Questions officials face in contests include: How and when do you interact with players? Do you nip brewing bad behavior in the bud? Do you warn the player who is lingering in the free-throw lane? Do you say nothing when the guard grabs the jersey of the onrushing defensive tackle? If you let fouls or violations go the first time, what do you do the second or third time it happens?
Conversely, is it a good idea to praise a good play or positive behavior?
The issue of when to teach, prevent, warn or praise a player may seem more relevant to the contact sports like soccer, football and basketball. But there are certainly situations in baseball, volleyball, softball or others as well.
Early in my basketball officiating career, I had an interesting situation in the Washington, D.C., area. I had the ninth grade boys’ championship game for the Catholic League, some high level basketball for that age group. I was in my second or third year, and my partner, though he had officiated in Wisconsin before moving to D.C., had a similar level of experience. We were skating on our own.
As the game progressed, whining from the players increased to a crescendo. I didn’t know what to do, having never faced that situation. My partner was in the same boat and was deferring to my seniority.
Whether I did the right thing is something to be debated. I wouldn’t recommend it. But here is what we did, and how it affected the game. Early on, when kids complained about calls, I’d talk to them and let them know we’d keep an eye on the plays that bothered them. It was a physical game and we were consistent in letting them play, but it appeared they wanted to whine more than play. By the middle of the third period, I’d had enough.
I brought both captains and my partner to mid-court, then read the captains the riot act at the top of my voice, so the coaches (who were also complaining) and parents (ditto) could hear every word in the suddenly silent gym.
My rant went something like this: “We’ve listened enough. Next peep is a technical foul, regardless of who we hear it from. You got it?” The captains nodded. “Now go tell all your teammates and your coach.” They did. Several parents applauded. I remember parents yelling to their kids, “You listen to that referee and just play ball.”
I don’t advocate that method, but it was an eye-opening experience and speaks to the role we play on the court or field. The result of my extremely loud lecture was that we didn’t hear a word the rest of the game and the kids played at the highest level possible. The last 10-12 minutes was some of the best basketball I ever experienced officiating the sport, and I went on to work 12 years at the collegiate level.

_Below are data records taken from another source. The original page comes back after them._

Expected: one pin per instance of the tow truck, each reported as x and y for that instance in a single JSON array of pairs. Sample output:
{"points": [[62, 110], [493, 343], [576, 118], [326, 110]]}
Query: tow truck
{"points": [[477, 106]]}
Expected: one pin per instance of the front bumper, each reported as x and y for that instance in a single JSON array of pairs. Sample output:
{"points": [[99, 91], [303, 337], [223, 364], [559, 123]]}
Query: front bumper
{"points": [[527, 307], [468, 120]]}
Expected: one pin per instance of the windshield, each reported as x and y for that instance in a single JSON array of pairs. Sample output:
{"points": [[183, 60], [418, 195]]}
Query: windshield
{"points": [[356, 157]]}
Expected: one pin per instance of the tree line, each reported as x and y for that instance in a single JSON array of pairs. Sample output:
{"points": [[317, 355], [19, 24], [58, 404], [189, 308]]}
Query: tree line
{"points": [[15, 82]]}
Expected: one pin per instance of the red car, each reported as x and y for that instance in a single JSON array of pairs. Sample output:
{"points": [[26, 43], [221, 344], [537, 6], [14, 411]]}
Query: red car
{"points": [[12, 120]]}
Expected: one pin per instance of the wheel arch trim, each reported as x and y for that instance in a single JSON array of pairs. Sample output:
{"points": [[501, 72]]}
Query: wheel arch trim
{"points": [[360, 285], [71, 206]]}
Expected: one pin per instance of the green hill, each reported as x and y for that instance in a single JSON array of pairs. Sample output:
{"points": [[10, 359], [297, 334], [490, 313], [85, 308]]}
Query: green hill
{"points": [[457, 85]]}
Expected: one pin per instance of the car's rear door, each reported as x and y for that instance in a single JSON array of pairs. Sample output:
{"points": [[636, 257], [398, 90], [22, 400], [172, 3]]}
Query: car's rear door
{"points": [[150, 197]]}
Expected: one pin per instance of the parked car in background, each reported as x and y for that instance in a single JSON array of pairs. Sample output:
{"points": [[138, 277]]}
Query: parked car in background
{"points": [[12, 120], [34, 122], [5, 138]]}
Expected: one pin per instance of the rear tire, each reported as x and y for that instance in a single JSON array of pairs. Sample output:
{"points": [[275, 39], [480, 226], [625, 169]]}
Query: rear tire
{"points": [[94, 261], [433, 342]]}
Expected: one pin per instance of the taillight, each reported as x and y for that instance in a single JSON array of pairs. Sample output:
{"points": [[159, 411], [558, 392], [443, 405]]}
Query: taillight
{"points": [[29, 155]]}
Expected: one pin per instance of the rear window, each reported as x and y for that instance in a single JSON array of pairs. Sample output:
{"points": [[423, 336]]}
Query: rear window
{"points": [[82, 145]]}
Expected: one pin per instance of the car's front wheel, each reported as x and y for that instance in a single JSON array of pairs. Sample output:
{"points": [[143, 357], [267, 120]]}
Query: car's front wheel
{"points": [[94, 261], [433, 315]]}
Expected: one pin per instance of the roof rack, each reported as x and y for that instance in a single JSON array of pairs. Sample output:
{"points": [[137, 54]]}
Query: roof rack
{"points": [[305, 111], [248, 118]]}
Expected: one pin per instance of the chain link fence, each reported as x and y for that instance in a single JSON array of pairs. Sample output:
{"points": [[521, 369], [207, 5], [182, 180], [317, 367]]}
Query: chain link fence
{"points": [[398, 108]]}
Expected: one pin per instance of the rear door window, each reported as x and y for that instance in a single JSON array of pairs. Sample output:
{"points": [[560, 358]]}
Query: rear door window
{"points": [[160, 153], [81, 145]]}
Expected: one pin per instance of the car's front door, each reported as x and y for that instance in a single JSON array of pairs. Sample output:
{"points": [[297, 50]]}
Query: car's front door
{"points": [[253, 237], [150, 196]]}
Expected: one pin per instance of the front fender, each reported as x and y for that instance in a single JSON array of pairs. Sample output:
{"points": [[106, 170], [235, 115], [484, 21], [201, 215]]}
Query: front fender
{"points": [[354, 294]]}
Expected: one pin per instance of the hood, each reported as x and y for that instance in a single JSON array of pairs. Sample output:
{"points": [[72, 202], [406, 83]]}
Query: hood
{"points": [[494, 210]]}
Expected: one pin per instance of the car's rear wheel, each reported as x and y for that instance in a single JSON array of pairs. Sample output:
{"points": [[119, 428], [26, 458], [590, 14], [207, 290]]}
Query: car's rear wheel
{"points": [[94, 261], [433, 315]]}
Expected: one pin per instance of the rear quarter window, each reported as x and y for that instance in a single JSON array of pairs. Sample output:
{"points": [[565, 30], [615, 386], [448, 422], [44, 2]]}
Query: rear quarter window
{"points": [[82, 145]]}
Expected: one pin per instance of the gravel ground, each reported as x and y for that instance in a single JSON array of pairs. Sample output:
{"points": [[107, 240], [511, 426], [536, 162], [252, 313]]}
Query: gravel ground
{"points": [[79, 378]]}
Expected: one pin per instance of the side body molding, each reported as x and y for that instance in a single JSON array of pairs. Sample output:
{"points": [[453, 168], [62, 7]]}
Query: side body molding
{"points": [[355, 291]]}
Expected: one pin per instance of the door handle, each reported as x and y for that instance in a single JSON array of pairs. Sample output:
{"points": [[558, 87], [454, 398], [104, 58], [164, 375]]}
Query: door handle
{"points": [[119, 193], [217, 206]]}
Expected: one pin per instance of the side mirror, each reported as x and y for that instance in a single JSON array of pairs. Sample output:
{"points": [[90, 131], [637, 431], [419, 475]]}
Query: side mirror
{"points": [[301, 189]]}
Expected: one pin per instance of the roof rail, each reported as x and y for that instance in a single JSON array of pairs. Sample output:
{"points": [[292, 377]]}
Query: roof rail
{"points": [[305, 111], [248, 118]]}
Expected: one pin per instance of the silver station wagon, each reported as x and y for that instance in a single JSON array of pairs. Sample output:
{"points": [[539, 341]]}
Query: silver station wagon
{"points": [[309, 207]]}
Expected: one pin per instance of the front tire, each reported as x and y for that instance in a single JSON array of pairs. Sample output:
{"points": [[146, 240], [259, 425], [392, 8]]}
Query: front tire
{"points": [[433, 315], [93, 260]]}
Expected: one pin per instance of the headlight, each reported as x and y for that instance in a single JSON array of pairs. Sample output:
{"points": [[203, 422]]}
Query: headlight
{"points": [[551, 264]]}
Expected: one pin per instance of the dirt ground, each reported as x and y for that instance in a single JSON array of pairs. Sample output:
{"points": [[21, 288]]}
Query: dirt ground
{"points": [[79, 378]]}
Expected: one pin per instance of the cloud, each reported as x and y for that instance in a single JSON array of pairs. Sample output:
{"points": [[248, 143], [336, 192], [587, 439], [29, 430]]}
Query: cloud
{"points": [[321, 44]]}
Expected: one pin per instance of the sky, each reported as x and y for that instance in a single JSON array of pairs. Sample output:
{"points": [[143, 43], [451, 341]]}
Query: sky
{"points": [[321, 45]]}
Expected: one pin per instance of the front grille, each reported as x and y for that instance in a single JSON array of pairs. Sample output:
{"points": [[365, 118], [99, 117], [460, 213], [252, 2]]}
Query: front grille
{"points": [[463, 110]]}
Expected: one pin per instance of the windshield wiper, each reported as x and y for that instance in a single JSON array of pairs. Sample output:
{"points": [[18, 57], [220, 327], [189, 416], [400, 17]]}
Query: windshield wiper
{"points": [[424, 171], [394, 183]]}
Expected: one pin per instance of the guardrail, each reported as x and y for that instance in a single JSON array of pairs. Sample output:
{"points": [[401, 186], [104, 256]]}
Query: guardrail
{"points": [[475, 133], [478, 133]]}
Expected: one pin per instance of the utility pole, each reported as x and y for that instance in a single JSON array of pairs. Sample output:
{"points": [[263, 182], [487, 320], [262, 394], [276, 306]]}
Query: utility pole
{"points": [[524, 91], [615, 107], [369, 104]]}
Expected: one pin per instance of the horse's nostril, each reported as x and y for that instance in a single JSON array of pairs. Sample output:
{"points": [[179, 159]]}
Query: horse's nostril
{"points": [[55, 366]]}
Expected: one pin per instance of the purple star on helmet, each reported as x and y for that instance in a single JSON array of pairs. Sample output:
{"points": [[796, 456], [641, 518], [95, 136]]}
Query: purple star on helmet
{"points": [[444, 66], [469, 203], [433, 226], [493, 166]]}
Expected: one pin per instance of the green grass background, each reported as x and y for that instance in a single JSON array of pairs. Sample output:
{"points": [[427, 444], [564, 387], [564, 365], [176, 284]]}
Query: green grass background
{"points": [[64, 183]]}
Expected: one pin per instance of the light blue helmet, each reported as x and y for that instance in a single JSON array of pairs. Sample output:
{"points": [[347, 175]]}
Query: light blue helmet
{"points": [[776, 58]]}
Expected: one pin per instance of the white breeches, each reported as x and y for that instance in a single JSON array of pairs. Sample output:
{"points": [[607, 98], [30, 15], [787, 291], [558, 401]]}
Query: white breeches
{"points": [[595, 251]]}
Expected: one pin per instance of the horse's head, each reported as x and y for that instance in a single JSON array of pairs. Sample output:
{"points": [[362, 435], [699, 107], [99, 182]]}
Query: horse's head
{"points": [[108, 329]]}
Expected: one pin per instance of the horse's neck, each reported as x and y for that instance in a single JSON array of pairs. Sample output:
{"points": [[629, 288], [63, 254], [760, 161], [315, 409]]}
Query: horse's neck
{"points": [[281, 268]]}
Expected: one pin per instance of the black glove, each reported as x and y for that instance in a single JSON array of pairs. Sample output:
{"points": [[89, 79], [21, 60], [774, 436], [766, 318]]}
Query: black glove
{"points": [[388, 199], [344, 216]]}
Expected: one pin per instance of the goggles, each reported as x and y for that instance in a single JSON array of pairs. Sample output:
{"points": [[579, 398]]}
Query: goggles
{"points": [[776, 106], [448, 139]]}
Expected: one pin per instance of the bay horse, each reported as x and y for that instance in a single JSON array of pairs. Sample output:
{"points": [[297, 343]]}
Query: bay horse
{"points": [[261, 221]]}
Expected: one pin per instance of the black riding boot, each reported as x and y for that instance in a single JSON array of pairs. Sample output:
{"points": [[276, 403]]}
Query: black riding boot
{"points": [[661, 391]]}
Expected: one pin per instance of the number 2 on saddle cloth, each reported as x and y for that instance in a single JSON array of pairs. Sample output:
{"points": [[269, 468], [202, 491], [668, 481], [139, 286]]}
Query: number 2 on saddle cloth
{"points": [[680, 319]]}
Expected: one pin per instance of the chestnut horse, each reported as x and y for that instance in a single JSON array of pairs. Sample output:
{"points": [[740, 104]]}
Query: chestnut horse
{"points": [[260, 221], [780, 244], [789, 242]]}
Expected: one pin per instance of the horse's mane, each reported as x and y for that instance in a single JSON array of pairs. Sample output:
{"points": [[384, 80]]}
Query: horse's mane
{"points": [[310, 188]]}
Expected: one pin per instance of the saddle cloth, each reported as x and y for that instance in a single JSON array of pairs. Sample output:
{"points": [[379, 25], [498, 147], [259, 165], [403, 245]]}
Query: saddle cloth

What’s the takeaway? First, there is no golden rule when to send a message to a player. You can take a moment to speak to someone during a timeout, between innings or as they’re heading back to the huddle. What you must do is get their attention. A good rule of thumb is talk to them earlier rather than later. It’s just like parenting: Let them (verbally) know the parameters, then enforce.
At younger-age levels, a warning might not be appropriate. There are more teachable moments working 10-year-olds than there are with 14-year-olds. It’s up to you and your partner to decide when to send a teaching message to a player rather than meting out rulebook-sanctioned discipline, and a lot depends on the level and age of play.
I happened to bump into the home high school athletic director (AD) near the end of a bitter rivalry game while living in Columbus, Neb. It was a spectacular game, played intensely. During a timeout near the end of the game, I quickly told the AD what a joy it was to officiate.
On Monday, I got a call from the opposing AD (who lost), accusing me of having the home AD as a good buddy (I barely knew his name), and threatening to blackball me. I gave him the state supervisor’s information and told him to go ahead and let him know, but the takeaway is that someone is always watching, so watch who you talk to, and how you come across.
Praising falls into a similar category. There’s nothing wrong with praising a nine-year-old who just hit a home run. Do that in a high school game and when the opposing coach hears about it, you’re in trouble. You’ll never hear the end of it.
Don’t confuse that with complimenting players for doing something positive like helping to quiet down a noisy teammate, helping an opponent off the ground or retrieving an errant game ball. That sort of communication is encouraged and is often reciprocated.
Even with the older kids, there are times to praise and teach. You just need to be more subtle. Sometimes it’s best to let everyone in on it: “This is a heckuva game, let’s keep it up, guys.”
Teach and praise with the younger kids. Warn and prevent with the older ones. Where you choose to make that line of demarcation is key.
Feel out each game. Know the participants and environment. Is it recreation ball or for the middle school championship? You can teach and praise more in a seventh grade recreational league game than in the game for the conference championship.
Know the difference and choose your words carefully.